I familiari, dopo il decesso hanno presentato una denuncia alla Procura della Repubblica, attraverso il loro legale, l’avvocato Calogero Meli. Ventisei medici dei due ospedali agrigentini sono stati iscritti sul registro degli indagati per l’ipotesi di reato di omicidio colposo. L’inchiesta è coordinata dal pubblico ministero Chiara Bisso, che ha chiesto sessanta giorni di tempo al medico legale Giuseppe Ragazzi per consegnare la relazione.

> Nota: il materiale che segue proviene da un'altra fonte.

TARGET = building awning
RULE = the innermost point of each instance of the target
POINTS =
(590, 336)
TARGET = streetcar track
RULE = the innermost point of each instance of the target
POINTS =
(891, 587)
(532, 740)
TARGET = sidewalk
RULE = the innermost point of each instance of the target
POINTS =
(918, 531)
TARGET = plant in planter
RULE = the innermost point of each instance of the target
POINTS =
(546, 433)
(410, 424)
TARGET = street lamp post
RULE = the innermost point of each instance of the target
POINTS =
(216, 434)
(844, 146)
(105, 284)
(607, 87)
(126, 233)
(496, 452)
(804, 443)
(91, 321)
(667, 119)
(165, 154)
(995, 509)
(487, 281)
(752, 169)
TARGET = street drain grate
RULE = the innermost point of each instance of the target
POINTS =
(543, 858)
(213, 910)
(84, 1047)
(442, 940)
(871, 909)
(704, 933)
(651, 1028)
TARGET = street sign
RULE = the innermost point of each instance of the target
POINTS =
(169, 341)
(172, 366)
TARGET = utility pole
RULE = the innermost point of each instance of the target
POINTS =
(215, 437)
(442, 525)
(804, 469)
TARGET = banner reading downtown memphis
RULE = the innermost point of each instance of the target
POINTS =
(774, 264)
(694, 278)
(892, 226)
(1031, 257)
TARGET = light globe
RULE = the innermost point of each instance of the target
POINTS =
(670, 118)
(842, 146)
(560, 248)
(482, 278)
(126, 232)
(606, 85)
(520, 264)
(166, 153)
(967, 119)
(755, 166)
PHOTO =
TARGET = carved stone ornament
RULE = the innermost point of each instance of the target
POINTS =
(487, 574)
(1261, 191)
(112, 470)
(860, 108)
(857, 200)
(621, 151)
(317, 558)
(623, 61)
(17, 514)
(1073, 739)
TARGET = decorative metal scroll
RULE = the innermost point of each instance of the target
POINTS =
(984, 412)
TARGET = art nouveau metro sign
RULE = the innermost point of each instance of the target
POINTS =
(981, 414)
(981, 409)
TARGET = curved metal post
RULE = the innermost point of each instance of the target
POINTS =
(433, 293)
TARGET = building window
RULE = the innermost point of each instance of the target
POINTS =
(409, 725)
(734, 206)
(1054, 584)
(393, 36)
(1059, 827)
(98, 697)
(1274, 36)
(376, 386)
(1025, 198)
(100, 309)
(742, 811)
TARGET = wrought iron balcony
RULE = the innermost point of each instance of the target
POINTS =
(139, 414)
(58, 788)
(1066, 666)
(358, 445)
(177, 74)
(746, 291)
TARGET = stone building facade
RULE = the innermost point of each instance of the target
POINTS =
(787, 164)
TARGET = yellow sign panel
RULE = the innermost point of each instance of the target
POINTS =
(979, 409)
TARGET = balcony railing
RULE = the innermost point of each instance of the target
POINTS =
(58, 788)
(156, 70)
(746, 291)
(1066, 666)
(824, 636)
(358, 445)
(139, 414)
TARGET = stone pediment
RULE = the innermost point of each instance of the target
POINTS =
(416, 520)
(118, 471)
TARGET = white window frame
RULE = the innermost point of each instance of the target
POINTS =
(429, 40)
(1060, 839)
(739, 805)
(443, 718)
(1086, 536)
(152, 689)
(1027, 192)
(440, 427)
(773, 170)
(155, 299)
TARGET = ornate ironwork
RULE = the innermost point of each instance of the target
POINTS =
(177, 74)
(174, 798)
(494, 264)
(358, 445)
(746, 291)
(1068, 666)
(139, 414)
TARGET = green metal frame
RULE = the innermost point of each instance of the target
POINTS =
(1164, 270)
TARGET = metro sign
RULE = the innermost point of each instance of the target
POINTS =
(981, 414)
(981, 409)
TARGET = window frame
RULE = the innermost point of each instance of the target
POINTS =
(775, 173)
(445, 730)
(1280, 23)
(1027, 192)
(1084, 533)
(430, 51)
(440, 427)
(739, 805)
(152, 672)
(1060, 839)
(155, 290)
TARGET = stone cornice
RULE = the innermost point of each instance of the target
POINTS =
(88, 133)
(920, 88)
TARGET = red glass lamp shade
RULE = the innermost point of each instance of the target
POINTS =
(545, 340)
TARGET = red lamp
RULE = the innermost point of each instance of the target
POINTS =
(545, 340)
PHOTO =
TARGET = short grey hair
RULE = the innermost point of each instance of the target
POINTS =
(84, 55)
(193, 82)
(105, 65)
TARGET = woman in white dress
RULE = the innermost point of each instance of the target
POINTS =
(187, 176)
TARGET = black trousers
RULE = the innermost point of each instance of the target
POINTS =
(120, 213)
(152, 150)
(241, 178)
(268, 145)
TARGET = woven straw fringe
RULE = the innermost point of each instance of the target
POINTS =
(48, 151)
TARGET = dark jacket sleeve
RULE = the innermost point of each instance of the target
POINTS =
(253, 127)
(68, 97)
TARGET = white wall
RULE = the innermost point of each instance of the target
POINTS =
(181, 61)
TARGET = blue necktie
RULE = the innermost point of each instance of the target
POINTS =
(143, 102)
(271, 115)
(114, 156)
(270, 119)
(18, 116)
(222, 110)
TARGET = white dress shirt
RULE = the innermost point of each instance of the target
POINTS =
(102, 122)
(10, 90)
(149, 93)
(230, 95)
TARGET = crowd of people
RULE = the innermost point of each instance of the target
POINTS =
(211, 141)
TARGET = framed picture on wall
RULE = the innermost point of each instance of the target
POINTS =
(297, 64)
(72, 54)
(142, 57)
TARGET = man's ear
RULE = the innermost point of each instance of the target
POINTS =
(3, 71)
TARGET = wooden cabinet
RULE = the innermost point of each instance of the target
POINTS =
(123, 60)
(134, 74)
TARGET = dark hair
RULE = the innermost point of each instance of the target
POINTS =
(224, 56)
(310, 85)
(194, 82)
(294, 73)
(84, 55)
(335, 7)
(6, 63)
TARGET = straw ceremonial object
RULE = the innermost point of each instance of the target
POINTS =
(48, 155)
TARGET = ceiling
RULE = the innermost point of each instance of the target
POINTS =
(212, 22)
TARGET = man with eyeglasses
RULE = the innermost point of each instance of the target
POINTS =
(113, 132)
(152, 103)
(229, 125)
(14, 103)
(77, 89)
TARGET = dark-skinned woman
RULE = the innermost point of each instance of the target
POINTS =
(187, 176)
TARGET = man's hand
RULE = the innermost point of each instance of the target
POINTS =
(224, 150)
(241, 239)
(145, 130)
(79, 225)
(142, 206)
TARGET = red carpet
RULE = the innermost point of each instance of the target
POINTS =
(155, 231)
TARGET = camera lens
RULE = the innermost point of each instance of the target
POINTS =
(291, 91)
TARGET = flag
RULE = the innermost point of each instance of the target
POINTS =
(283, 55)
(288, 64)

La vicenda risale al 21 gennaio scorso, quando la pensionata si presentò al pronto soccorso dell’ospedale di Canicattì accusando dei forti dolori addominali. Dopo una visita venne programmato un intervento per una lesione cistica epatica l’ultimo giorno del mese, e rimandata a casa. Ma alcuni giorni dopo, la donna tornò in ospedale perchè accusò dei dolori.
In seguito all’intervento il figlio della donna si sarebbe accorto di una perdita ematica, la paziente, a quel punto, venne trasferita all’ospedale San Giovanni di Dio, dove dopo alcuni giorni di coma, il suo cuore cessò di battere.